To test this out, do the multiplications of the factors as shown below:


-2 * 1 = -2
-2 * 5y = -10y
4y * 1 = 4y
4y * 5y = 20y

Add these together and combine like terms and you get:


20y - 10y + 4y - 2 becomes:
20y - 6y - 2


So you have found the factors of:


(5y + 1) * (4y - 2) = 0


This results in:


5y + 1 = 0 which results in y = -.2
4y - 2 = 0 which results in y = .5


Now you had made y = x^(1/3) so this equation becomes:


x^(1/3) = -.2
and:
x^(1/3) = .5


x^(2/3) = x^(1/3)^2 = -.2^ = .04
and:
x^(2/3) = x^(1/3)^2 = .5^ = .25


We hold these values to test against the original equation.

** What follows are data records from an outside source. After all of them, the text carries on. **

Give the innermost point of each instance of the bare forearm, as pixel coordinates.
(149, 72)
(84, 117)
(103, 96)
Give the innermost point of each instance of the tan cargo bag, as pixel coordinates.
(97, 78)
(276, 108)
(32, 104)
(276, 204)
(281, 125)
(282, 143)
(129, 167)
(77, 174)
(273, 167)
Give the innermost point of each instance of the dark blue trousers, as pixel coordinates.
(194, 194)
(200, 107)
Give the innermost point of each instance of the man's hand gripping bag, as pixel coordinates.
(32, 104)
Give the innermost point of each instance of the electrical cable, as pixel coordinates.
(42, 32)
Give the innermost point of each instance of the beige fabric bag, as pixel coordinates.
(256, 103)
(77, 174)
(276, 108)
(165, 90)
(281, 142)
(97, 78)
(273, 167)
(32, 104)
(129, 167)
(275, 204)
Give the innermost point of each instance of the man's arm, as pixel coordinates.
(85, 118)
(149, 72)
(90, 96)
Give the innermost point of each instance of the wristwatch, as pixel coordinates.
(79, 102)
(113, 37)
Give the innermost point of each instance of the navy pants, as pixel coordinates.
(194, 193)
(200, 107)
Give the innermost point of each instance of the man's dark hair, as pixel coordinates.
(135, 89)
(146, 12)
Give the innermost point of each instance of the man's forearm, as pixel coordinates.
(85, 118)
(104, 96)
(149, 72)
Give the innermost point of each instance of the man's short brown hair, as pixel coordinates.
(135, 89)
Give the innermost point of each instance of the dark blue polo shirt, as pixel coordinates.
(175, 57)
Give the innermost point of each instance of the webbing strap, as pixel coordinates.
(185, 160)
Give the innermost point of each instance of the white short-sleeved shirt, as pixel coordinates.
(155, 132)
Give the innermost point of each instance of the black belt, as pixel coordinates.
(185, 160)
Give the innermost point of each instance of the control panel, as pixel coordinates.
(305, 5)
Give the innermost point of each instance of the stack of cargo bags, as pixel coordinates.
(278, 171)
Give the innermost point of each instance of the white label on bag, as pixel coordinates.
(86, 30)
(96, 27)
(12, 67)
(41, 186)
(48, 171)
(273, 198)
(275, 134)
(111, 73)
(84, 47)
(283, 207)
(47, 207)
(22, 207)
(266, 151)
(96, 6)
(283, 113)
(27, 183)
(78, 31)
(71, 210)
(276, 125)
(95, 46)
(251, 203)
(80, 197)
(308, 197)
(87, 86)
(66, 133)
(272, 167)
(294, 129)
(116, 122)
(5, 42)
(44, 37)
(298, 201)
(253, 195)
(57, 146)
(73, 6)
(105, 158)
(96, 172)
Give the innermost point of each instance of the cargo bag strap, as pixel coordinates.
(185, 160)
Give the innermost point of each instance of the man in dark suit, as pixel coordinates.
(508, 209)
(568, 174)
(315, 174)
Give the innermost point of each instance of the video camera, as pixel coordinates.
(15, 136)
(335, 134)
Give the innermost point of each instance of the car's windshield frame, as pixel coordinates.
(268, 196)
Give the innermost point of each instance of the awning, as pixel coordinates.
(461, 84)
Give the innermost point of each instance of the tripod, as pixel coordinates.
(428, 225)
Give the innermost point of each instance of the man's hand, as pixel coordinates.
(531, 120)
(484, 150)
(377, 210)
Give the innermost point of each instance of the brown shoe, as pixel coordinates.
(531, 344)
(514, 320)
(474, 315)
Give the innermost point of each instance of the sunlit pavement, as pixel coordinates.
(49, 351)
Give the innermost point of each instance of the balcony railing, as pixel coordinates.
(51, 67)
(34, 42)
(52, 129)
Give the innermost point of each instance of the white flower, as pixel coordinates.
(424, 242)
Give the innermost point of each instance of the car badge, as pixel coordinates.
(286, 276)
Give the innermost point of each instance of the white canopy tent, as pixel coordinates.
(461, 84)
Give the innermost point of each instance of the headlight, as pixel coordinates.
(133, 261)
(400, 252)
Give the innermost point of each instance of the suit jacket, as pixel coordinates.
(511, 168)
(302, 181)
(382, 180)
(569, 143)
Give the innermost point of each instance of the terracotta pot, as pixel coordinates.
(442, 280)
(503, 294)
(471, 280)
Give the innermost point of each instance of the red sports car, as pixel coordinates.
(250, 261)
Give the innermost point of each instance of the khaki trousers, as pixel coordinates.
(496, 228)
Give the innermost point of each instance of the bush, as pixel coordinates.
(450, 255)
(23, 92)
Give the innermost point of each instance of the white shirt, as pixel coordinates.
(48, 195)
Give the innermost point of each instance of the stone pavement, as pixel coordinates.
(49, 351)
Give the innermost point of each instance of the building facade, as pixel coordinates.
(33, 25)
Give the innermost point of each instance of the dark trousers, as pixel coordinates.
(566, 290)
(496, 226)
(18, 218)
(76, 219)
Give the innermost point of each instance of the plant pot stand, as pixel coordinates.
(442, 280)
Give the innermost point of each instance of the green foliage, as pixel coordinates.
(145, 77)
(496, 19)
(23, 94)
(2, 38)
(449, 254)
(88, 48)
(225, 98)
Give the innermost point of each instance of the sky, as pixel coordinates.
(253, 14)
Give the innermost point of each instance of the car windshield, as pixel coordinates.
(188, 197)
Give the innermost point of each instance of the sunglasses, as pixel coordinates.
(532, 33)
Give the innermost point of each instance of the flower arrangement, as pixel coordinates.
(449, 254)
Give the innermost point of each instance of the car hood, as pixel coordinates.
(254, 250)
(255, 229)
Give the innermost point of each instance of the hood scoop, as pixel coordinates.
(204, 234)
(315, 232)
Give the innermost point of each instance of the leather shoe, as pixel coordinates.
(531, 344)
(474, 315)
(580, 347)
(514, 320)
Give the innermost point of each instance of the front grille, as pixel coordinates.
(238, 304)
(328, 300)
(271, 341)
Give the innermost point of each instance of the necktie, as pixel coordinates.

First values are x^(1/3) = -.2 and x^(2/3) = .04


Plug into the original equation of:


20x^(2/3) - 6x^(1/3) - 2 = 0 to get:


20*.04 - 6*(-.2) - 2 = 0
simplify to get:
.8 + 1.2 - 2 = 0
combine like terms to get:
0 = 0 which is true so it looks like our first values for x^(1/3) and x^(2/3) are good.


Our second values are x^(1/3) = .5 and x^(2/3) = .25


Plug into original equation of :


20x^(2/3) - 6x^(1/3) - 2 = 0 to get:


20*.25 - 6*.5 - 2 = 0
simplify to get:
5 - 3 - 2 = 0
combine like terms to get:
0 = 0


Looks like our second value for x^(1/3) and x^(2/3) are also good.


Your answer are that:


x^(1/3) = -.2
and:
x^(1/3) = .5


To solve for x, you would need to cube both sides of this equation to get:


x = (-.2)^3 = -.0008
and:
x = (.5)^3 = .125


You can use your calculator to prove that these values are good.


Your original equation is:


20x^(2/3) - 6x^(1/3) - 2 = 0 


If x = -.008, then this equation becomes:


20*(-.008)^(2/3) - 6*(-.008)^(1/3) - 2 = 0


This  becomes:


20* ((-.008)^2)^(1/3) - 6*(-.008)^(1/3) - 2 = 0


-.008^2 = .000064^(1/3) = .04
-.008^(1/3) = -.2


Equation becomes 20 * .04 - 6 * (-.2) - 2 = 0


This becomes .8 - (-1.2) - 2 = 0


This becomes .8 + 1.2 - 2 = 0


This becomes 2 - 2 = 0 which is true so the first value for x is good.


I'll leave the confirmation of the second value of x to you.


You're right.


It was a bear of a problem to solve.


The key was understanding that y = x^(1/3) and that y^2 equal x^(2/3).


This was one of the properties of exponents.


(x^a)^2 = x^a * x^a = x^(a+a) = x^(2a)


Even knowing this, the problem was difficult.